А какое было перспективное понятие! “Неделимый”, простой, стоящий вне дурной бесконечности дихотомий-трихотомий, вне отзеркаливающих друг друга разделений “целого” и “части”, “внутреннего” и “внешнего”, “формы” и “содержания” и прочей диалектики, оно могло бы служить окошком из этой диалектики. В европейской традиции эту роль взяло на себя понятие “монада” (имеющее как раз выраженный духовный смысл), может быть, действительно, более удачное, но все равно жалко, понятия лишними не бывают, свой уникальный оттенок каждое несет. Материализм – это могила человеческой мысли. Нельзя сказать, чтобы там не происходило ничего, некоторые процессы идут, но по запаху нетрудно догадаться – какие. Речь о классическом материализме XVIII-XIX веков, современный же материализм (советский) возник, паразитируя на гегелевской диалектике, но само упорное цепляние за “материалистичность” выдает принципиально дегенеративный характер этого учения, оказавшегося в интеллектуальном тупике сразу при возникновении, вся его история – есть история обживания тупика. Но и в тупике жить можно не иначе как живой кровью, которой сам материализм не имеет, которую должен постоянно брать со стороны: из диалектики Гегеля, из трансцендентализма Канта, из науки, имеющей основание в идеалистически постулируемой законосообразности всего сущего, из религиозно заряженного живого языка, говорящего о “смысле жизни”, “призвании”, “личности” и т.д.
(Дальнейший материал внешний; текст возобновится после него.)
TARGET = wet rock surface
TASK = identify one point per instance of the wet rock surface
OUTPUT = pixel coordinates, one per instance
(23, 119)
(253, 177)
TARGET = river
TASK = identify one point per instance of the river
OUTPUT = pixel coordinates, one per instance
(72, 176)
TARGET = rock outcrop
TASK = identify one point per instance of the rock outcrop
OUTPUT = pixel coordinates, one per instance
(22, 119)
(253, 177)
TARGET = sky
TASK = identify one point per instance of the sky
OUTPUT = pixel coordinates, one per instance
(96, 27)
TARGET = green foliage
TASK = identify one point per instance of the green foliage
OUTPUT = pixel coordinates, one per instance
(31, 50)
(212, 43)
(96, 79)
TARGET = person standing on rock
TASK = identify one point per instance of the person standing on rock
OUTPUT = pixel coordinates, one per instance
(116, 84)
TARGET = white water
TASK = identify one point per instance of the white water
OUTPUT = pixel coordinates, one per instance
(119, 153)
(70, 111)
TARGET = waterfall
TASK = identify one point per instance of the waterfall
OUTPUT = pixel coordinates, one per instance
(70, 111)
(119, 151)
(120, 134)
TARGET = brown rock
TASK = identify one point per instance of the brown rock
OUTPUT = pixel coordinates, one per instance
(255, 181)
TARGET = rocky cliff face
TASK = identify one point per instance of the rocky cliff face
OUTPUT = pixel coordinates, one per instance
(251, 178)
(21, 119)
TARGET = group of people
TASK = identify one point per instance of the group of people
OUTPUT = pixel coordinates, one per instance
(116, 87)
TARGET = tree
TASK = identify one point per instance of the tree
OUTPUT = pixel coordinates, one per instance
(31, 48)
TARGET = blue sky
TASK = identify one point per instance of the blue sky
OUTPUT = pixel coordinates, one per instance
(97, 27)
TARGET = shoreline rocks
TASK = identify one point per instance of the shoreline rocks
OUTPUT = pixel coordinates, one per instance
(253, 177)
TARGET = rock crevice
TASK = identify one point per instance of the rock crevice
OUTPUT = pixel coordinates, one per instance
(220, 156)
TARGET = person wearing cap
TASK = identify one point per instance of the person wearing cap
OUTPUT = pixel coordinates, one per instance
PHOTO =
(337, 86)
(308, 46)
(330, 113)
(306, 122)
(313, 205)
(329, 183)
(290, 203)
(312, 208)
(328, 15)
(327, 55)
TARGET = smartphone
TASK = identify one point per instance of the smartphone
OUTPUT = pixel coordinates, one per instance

Но вернемся к нашему предмету. Благодаря своей внутренней динамике философский текст ставит нас перед лицом распадающегося на части мира, который был склеен лишь нашими привычками, но и перед лицом совершенной гармонии мирового Целого, перед парадоксальностью и бездонностью и нашего “я”, и Божественного Абсолюта, перед их невместимым отсутствующим присутствием, в силу которого любые попытки расположить событие бытия по однозначным рациональным рубрикам открываются как proectio per hiatum irrationalem – проброс через зияние иррационального (Фихте). И вот здесь-то человек начинает ощущать благодатную, плодотворную пустоту, – вокруг себя, внутри себя, некоторый сквознячок, указывающий человеку на негерметичность его бытия, на возможность выхода в нечто новое. Здесь во всей своей реальности встают перед человеком “заброшенность в мир”, “предназначение”, “одиночество”, “любовь”, “смерть”, “Я”, “Ты”, и масштаб этой реальности пугает, но не подавляет, а восхищает и бодрит.

Перед человеком раскрывается пропасть Ничто, всегда присутствующая при его существовании, но в которую обычно избегают прямо смотреть, заслоняясь обыденностью, наличностью, занятостью. Тогда как именно этой пустотой обусловлена возможность свободного движения, именно только такое соседство с пропастью Ничто, выход на ее границу может дать человеку крылья. В Парменидовском монолитном бытии нет ни движений, ни различий, ни гласа, ни воздыхания, – как и в буддийской нирване. Бытие, лишенное небытия, само делается Ничто. Стремление уничтожить пропасть Ничто, – вернее разничтожить ее, наполнить и заровнять, – при попытке реализации, в конечном своем итоге делает весь мир этой пропастью.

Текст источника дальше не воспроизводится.